The Slatest

Why You Can’t Call the President’s Racist Tweets Racist on the House Floor

President Donald Trump looks on as his son-in-law Jared Kushner delivers a presentation
President Donald Trump at the White House on Tuesday. Chip Somodevilla/Getty Images

House Speaker Nancy Pelosi got in trouble Tuesday for calling President Donald Trump’s racist tweets “racist.” It turns out there’s a congressional rule that lawmakers can’t accuse a sitting president—or any member of the House or Senate—of racism on the floor. Pelosi was even briefly prohibited from speaking at all from the floor after the parliamentarian ruled her remarks criticizing Trump’s tweets were out of order.

“These comments from the White House are disgraceful and disgusting and those comments are racist,” she said at the lectern during debate on a resolution to condemn Trump’s weekend tirade targeting four left-wing Democratic congresswomen of color, saying they should “go back” to where they came from. Pelosi also called the president’s defense of his words “shameful.”

Republican Rep. Doug Collins cited the rule and asked the speaker to rephrase her comments or to take them back—but Pelosi’s refusal to do either had GOP lawmakers on the floor up in arms, and the House descended into parliamentary pandemonium. The Republicans—who’ve largely refused to call the tweets racist—wanted the words stricken from the record.

The rule Republicans tried enforcing to silence Pelosi is actually centuries old, written by a slave-owning founder and distilled from centuries of British parliamentary procedure. It’s part of the Jefferson Manual of Parliamentary Practice, a book of decorum and procedure for legislative proceedings crafted by Thomas Jefferson back when he oversaw the Senate as vice president. The House uses an updated, annotated version of that manual, and it includes this rule that Jefferson took from English parliamentary rules: “In Parliament, to speak irreverently or seditiously against the King is against order.”

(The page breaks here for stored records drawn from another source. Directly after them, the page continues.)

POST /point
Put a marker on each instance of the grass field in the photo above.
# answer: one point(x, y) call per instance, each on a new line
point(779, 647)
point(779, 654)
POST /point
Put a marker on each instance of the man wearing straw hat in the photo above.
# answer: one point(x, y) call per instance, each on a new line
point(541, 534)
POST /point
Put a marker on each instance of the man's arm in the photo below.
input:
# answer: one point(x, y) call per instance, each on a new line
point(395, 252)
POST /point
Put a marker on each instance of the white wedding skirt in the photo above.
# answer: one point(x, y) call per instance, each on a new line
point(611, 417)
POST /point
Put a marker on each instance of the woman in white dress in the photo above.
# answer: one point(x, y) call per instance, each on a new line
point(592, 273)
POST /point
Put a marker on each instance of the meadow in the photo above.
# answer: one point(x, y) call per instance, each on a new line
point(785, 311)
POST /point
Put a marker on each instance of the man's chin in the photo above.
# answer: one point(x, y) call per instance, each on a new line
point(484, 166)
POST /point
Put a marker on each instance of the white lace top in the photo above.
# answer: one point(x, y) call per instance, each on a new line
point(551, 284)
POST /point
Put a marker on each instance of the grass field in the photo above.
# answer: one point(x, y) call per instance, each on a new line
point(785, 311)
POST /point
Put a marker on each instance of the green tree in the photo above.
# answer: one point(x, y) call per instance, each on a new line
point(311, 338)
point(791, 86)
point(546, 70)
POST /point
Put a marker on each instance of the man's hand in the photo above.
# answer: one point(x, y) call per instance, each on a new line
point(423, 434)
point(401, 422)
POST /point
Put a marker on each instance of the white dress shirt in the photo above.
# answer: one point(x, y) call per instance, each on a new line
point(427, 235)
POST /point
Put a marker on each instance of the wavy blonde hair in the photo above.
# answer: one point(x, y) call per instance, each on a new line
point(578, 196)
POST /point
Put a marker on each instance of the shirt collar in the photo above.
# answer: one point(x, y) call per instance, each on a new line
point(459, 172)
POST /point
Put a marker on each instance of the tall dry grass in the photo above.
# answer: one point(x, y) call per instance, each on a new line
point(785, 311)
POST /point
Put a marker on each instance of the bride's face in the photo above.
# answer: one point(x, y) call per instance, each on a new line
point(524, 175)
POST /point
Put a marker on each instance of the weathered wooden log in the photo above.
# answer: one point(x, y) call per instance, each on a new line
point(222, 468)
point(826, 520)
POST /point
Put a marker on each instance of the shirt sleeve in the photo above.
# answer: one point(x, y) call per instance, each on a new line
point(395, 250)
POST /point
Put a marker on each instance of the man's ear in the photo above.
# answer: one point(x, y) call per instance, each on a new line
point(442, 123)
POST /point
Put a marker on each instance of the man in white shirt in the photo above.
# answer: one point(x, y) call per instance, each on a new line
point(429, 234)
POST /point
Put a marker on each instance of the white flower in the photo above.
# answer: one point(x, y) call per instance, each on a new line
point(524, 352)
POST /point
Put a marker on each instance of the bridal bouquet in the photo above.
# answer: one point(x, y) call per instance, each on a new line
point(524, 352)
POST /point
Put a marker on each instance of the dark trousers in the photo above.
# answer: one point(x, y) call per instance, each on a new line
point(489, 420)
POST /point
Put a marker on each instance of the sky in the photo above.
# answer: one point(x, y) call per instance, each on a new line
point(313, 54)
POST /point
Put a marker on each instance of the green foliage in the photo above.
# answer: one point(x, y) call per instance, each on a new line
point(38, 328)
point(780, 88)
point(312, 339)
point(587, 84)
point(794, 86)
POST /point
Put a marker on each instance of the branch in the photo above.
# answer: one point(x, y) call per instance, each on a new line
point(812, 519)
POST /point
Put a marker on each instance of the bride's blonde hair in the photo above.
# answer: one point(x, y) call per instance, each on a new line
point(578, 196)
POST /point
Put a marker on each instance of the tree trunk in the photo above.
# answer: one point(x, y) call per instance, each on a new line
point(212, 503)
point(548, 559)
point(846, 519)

The idea is that you can’t disparage the president on the House floor—it would violate decorum and slow things down. “It is very material that order, decency, and regularity be preserved in a dignified public body,” Jefferson wrote in his manual. The U.S. Congress has, over time, interpreted that rule to mean that “personal abuse, innuendo, or ridicule” of the president is prohibited. Precedential rulings in the House have long held calling the president a “liar,” “amoral,” or a “crook” are also against House rules.

The current version of the manual cites numerous examples beginning in 2016 and 2017, when accusations of racism and racist behavior against the president-elect and then president were ruled out of order. Those rulings—from years when Republicans still held majorities in both houses of Congress—declared it out of order to accuse the president of “racial or other discrimination” on the floor. As such, members in the chamber can’t call the president “racist,” “misogynist,” or a “bigot” and can’t accuse him of having used “racial slurs” or “racial epithets.” The rule also protects presidents-elect from accusations like these. One can imagine how this might have come up regarding Donald Trump.

A vote to remove Pelosi’s words from the record eventually failed, but had the House not voted to restore her speaking privileges, she would have been barred from speaking on the floor for the rest of the day. Apparently, the official congressional punishment for calling out racism is worse than the punishment for actually doing something racist. Still, the resolution—the title of which probably couldn’t be read aloud without violating the rules—ended up passing.